A number of people are still in prison for their involvement in the 1989 pro-democracy protests. 

The Chinese government has not released official figures but several non-governmental organizations estimate between 20 and 200 individuals remain in detention. Amnesty International urged the Chinese authorities on Tuesday to hold an open and independent inquiry into events of 1989.

“The National People’s Congress has within its powers the ability to lead the way in calling for an account of all those who died, those who were imprisoned and those who remain in prison still as a result of the crackdown,” wrote Amnesty International in an open letter sent to Wu Bangguo, the Chairman of the National People’s Congress of China, on 13 May 2009.

“A number of people who remain in prison were convicted of ‘counter revolutionary’ crimes that were removed from the Chinese Criminal Code in 1997,” said Roseann Rife, Amnesty International’s Asia-Pacific Deputy Director. “The Chinese authorities should immediately release these prisoners as a first step towards accountability.”

The Chinese authorities’ ongoing suppression of public discussion of the events means that many have been sentenced to imprisonment after 1989 simply for exercising their right to freedom of expression. For example, those hosting online discussions or posting poems about the crackdown online have been targeted.

That suppression has intensified in the lead up to the 20th anniversary of the protests, as the Chinese authorities have detained and threatened human rights activists and lawyers across the country.

Amnesty International has documented at least 100 cases of activists who have been detained briefly or faced violence from authorities this year as they defended land rights, housing rights and labour rights. Signatories of the Charter 08, a petition calling for legal and political reforms, continue to face questioning. Several of these cases are related to the surveillance of activists ahead of the anniversary.

In the first four months of 2009, the organization also discovered at least four cases of lawyers who were threatened with violence by the authorities as they defended their clients, at least 10 cases where lawyers were hindered from meeting or representing clients and at least one case in which a lawyer was detained for doing his work.
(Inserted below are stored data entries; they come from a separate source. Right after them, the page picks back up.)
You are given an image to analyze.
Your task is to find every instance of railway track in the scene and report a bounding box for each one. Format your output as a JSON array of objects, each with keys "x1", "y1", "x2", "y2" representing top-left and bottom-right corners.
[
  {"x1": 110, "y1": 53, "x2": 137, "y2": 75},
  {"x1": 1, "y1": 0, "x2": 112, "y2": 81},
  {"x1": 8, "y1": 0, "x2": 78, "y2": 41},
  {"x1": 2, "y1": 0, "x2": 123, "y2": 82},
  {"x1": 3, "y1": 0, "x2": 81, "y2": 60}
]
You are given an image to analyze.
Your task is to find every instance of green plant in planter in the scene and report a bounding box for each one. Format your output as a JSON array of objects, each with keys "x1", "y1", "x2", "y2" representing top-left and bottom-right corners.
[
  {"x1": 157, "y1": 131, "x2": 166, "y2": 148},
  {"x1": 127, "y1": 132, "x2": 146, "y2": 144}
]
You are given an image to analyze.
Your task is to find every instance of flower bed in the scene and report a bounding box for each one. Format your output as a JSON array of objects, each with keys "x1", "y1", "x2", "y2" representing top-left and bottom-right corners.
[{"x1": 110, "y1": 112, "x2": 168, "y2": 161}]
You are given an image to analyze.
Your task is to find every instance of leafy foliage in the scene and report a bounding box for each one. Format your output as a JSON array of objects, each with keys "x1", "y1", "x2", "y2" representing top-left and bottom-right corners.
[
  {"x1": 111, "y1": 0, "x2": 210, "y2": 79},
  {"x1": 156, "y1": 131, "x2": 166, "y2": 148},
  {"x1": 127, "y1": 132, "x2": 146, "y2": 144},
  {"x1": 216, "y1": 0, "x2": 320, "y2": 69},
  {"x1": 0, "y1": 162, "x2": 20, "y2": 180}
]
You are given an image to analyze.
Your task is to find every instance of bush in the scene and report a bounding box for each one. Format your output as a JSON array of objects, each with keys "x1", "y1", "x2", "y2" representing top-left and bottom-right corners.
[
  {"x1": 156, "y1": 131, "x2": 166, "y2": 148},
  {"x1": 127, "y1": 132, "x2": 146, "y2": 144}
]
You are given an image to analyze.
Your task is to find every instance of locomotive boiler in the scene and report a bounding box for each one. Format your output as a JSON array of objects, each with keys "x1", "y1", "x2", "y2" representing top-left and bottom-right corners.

Lawyers recently have been threatened with denial of their licenses in retaliation for their work on rights defence cases.

At the launch of the Amnesty International Report 2009 on 28 May, the organization’s Secretary General Irene Khan called on China to sign and ratify the International Covenant on Civil and Political Rights.

Although the Chinese government’s recent initiative in launching the National Human Rights Action Plan, which reiterates guarantees against illegal detention and to protect human rights guaranteed in the Chinese Constitution, was welcomed by Amnesty International, the Plan’s success hinges on the actual implementation.

“In the midst of a global economic downturn, the Chinese government has demonstrated its readiness to take up leadership in stabilizing the world economic system,” said Roseann Rife. “When it comes to the protection of human rights, however, the Chinese government has consistently failed to live up to the world’s expectations.”